April 29, 2010 is not May Day, rather a sad day.  A sad day in that an ill-conceived tarmac delay rule became a reality. 

Legislate, regulate only serves to resuscitate bad practice.  Now we will have irate at the gate.  A Kate Hanni update:  the mandate you helped create will only placate.  Chronic late at the gate will cause the flight to terminate and thus demand to dislocate because the system cannot immediately reaccomodate.

Speechless that this rule has become reality.  All the while there is talk to legislate that fees cannot be charged for carry-on luggage.  Where does it stop when it comes to this industry?  A real sad day when Chuck Schumer and Kate Hanni are acting as experts and are influencing rules under which this industry must operate.  Really sad.

At least there might be an interesting consolidation story to think and write about.  But I am sure that will be anti-consumer when the Kate Hanni love-in is pro-consumer.  NOT.

It is not lost on me that the airlines themselves invited this rule to be imposed.  What is lost on me is the fact that this industry is not permitted to compete with a structure that mirrors other industries competing in the global marketplace.

Much more to come.

Reader Comments (4)

The unintended consequences of this are going to be real lessons.
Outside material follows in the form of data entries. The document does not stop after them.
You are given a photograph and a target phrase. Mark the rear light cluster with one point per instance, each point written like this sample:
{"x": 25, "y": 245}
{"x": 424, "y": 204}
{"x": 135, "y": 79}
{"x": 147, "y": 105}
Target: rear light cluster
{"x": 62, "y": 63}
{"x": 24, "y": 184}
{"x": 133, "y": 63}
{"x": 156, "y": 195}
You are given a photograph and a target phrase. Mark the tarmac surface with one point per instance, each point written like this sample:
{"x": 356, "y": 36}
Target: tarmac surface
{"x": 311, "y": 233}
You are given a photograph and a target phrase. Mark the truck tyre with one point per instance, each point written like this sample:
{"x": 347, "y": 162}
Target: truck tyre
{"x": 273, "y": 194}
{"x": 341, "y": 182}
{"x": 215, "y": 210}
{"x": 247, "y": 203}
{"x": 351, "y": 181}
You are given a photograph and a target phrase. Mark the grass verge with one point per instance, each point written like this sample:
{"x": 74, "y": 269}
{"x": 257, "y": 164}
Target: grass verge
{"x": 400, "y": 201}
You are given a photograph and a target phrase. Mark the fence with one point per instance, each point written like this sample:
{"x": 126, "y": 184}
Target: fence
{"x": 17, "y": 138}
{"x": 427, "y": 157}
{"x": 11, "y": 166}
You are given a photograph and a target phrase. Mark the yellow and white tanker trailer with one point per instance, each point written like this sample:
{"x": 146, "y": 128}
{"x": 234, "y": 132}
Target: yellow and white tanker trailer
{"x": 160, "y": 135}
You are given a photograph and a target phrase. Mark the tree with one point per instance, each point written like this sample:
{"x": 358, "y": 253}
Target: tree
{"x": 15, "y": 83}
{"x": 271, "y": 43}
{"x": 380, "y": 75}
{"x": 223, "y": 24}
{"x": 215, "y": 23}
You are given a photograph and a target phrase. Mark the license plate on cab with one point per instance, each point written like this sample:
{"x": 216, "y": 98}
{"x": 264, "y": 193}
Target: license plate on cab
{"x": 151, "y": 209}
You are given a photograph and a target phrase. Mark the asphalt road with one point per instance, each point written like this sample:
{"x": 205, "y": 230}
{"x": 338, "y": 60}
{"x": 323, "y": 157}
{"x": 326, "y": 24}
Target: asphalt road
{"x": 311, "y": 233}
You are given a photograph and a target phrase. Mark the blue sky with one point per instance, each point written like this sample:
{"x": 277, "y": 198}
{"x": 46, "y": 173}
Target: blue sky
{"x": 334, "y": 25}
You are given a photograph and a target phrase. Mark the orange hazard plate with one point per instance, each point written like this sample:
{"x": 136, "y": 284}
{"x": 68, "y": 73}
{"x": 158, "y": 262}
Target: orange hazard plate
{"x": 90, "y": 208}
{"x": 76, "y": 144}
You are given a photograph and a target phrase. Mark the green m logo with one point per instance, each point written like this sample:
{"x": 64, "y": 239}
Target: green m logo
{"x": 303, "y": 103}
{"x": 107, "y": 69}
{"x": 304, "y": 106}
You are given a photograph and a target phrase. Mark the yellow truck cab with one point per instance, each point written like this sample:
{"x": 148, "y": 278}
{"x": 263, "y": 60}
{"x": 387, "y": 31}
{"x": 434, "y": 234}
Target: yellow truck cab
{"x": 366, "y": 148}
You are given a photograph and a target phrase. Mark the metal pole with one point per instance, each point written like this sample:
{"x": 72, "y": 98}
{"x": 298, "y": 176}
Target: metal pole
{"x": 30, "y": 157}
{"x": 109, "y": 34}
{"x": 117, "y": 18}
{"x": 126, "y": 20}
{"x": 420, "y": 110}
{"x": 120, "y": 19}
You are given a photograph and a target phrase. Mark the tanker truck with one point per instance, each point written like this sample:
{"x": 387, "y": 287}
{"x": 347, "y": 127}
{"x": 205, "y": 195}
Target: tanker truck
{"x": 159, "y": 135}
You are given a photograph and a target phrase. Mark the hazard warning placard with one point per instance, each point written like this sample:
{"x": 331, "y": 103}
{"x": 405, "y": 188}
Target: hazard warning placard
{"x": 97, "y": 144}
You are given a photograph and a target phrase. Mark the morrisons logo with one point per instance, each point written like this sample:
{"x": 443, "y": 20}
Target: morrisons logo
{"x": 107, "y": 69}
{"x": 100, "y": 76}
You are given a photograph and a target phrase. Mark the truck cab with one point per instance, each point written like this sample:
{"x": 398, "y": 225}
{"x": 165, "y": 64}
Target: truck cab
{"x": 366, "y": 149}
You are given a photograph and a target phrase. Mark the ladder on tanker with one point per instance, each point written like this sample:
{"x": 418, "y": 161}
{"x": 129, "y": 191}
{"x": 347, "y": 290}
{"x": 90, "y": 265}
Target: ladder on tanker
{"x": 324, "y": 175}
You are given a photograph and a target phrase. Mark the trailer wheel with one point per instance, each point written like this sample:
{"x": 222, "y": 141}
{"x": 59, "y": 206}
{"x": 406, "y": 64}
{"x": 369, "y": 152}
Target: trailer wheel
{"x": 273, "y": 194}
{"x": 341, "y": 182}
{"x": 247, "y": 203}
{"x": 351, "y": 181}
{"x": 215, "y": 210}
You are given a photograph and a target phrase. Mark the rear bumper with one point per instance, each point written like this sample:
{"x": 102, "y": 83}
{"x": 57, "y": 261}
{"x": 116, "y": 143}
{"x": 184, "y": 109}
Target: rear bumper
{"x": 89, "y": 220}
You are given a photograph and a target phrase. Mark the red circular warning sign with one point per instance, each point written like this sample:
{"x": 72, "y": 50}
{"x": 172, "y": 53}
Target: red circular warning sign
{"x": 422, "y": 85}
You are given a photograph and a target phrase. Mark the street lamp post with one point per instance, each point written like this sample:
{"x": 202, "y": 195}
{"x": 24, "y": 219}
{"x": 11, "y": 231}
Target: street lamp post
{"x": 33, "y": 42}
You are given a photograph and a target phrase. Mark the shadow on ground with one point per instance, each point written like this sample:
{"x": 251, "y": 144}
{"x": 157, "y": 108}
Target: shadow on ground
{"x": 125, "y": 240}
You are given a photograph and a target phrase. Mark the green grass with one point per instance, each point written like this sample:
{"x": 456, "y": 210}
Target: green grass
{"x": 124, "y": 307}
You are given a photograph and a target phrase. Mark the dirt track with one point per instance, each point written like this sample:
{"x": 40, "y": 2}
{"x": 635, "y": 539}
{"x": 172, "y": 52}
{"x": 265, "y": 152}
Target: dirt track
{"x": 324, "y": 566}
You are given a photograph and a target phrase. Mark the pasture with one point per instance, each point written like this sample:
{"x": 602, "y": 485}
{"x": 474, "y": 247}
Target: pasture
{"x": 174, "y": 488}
The airlines invited this on themselves. Perhaps if the most canceled flights are out DCA it gets the message across. This will be a lesson that simply has to be learned the hard way. That said, its amazing the airlines cannot explain how this works out. Airlines will cancel flights with a looming risk of a $4m fine in a heartbeat, or a cloud in the sky. Who can blame them? As Darrel Jenkins has pointed out, often the difference between a profitable flight and a loser is one ticket. Oh well, its going to be a fun summer.

04.29.2010 | Unregistered CommenterAddison Schonland

Truly amazing how much time and energy is being spent here on a rule that affects a very small percentage of overall flights operated. Seriously, no big deal.

On a side note, why isn't there a call for the resignation of Doug Parker, CEO of U.S. Airways/America West. Saving a couple million a quarter to keep workers separate has created a hostile work environment and a regressive company no one want's to dance with. Nice leadership. Shareholders are paying a huge price for Doug's lack of vision and foresight.

04.30.2010 | Unregistered CommenterAM

It really is sad to see the government stranglehold on airlines while they let the financial instituitions run wild. I have no problem with the banks, but I do resent the way the airlines are treated compared to every other industry. Is the airline industry really de-regulated??